Werk ohne Autorin – Schrödingers Grrrl von Marlen Hobrack
„Warum will der Autor seinen Roman nicht unter seinem Namen veröffentlichen?“ „Natürlich will er das!“, rief Hanno aus und warf die Hände theatralisch in die Luft.“ „Nichts lieber als das! Aber er ist ein alter weißer Mann. Du weißt schon, Mädchen: The Future is female! Und faltige alte Männer verkaufen such nicht auf Facebook oder Instagram. Die moderne Heldengeschichte ist weiblich. Die von der Putzfrau-zur-Millionärin-Geschichte ist weiblich. Niemand will die Coming-of-Age.Geschichte eines Twens aus der Feder eines alten Mannes lesen, schon gar nicht diese Bookstagrammerinnen.“
S. 60
Werbung, da Rezensionsexemplar. Dies ist der perfide Plan vom PR-Agenten Hanno und Schriftsteller Benjamin Richter. Richter ist ein „alter weißer Mann“, der einen Text über eine junge Frau geschrieben hat, die vom eigentlichen Autor so weit entfernt ist, wie Pipi Langstrumpf von Michel Houellebecq. Da kommt ihnen die junge Schulabbrecherin Mara, Anfang 20 gerade richtig. Mara ist arbeitslos, depressiv und träumt von einer Influencer-Karriere. Zufällig lernt sie Hanno in einer Bar kennen und lässt sich schnell dazu überreden, ihren Namen und ihr Gesicht für dieses Projekt herzugeben. Schließlich wird die ganze Chose auch noch gut bezahlt. Während sich Mara auf das Spiel einlässt, wird sie sich ihrer Sache immer unsicherer. Und dann lernt sie auch noch Paul kennen und plötzlich ist alles andere völlig unwichtig. Gelingt das Schauspiel und wird der Roman zum erhofften Erfolg? Bekämpft Mara ihre Depressionen und schafft den Weg aus der Arbeitslosigkeit?

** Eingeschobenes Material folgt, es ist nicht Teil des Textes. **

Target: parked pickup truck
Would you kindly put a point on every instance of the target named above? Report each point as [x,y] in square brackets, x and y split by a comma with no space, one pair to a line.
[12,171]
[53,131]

„Schrödingers Grrrl“ ist nach dem Sachbuch „Klassenbeste“ der Debütroman der freien Autorin MarlenHobrack. Der Wahl-Leipzigerin ist ein moderner Entwicklungsroman gelungen, der wichtige und vor allem aktuelle Themen der Gegenwart aufgreift. Die junge Protagonistin passt nicht ins System und findet so nur schwer ihren Platz in der Gesellschaft. Das führt dazu, dass sie zu einer Hochstaplerin-wider-Willen wird und mehr passiv als aktiv in eine Betrugs-Maschinerie rutscht. Außerdem skizziert Hobrack ziemlich glaubwürdig die Herausforderungen, denen sich an Depressionen erkrankte Menschen im Alltag stellen müssen.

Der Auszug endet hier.